正解のリハビリ、最善の介護

「攻めのリハビリ」では具体的にどんなことを行うのか?

「ねりま健育病院」院長の酒向正春氏(本人提供)

 当連載の初回で、全国の著名なリハビリ病院から、もうよくならないと診断された寝たきりの男性患者さん(当時62歳)が、私が院長を務める「ねりま健育会病院」でリハビリを行い、3カ月後にはひとりで身の回りの簡単な生活動作と用事ができるまで回復して自宅に帰ることができたケースをお話ししました。

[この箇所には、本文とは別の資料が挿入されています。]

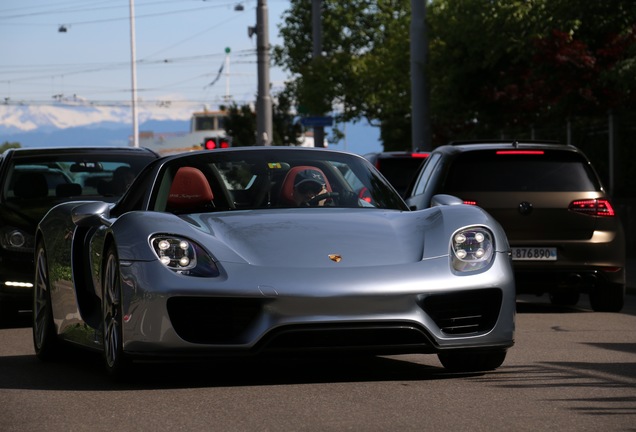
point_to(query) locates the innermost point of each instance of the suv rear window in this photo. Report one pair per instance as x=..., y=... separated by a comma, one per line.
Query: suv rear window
x=535, y=171
x=399, y=170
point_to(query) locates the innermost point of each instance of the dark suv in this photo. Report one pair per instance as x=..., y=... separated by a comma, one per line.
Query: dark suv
x=565, y=236
x=33, y=180
x=398, y=167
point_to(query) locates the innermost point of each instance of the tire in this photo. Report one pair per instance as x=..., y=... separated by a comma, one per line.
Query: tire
x=8, y=311
x=472, y=361
x=564, y=297
x=46, y=343
x=116, y=361
x=608, y=298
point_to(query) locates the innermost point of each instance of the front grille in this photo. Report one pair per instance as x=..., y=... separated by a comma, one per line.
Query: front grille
x=211, y=320
x=378, y=337
x=465, y=312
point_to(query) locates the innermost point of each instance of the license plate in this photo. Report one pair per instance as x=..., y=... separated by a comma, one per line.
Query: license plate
x=533, y=254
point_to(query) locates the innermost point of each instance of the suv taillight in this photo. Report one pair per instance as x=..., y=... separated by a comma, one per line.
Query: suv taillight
x=592, y=207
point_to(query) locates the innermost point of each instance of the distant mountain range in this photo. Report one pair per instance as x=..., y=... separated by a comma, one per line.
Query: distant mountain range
x=77, y=123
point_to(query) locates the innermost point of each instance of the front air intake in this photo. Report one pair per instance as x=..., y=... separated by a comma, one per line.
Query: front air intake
x=466, y=312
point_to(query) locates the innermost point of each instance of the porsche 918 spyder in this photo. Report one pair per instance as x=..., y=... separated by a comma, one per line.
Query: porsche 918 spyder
x=270, y=250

 この男性の場合もそうでしたが、廃用症候群などで心身機能が大幅に低下している患者さんのリハビリでは、「座らせる」「立たせる」「歩かせる」「コミュニケートする」作業を全力で行います。半年以上ずっと寝たきりだった患者さんでも、まずは「座る」「立たせる」「コミュニケートする」ことから始めます。ベッドに横たわった姿勢から、上半身を起こし、足の踵を床に着け、できるだけ背もたれに頼らずに座った姿勢をキープしてもらうのです。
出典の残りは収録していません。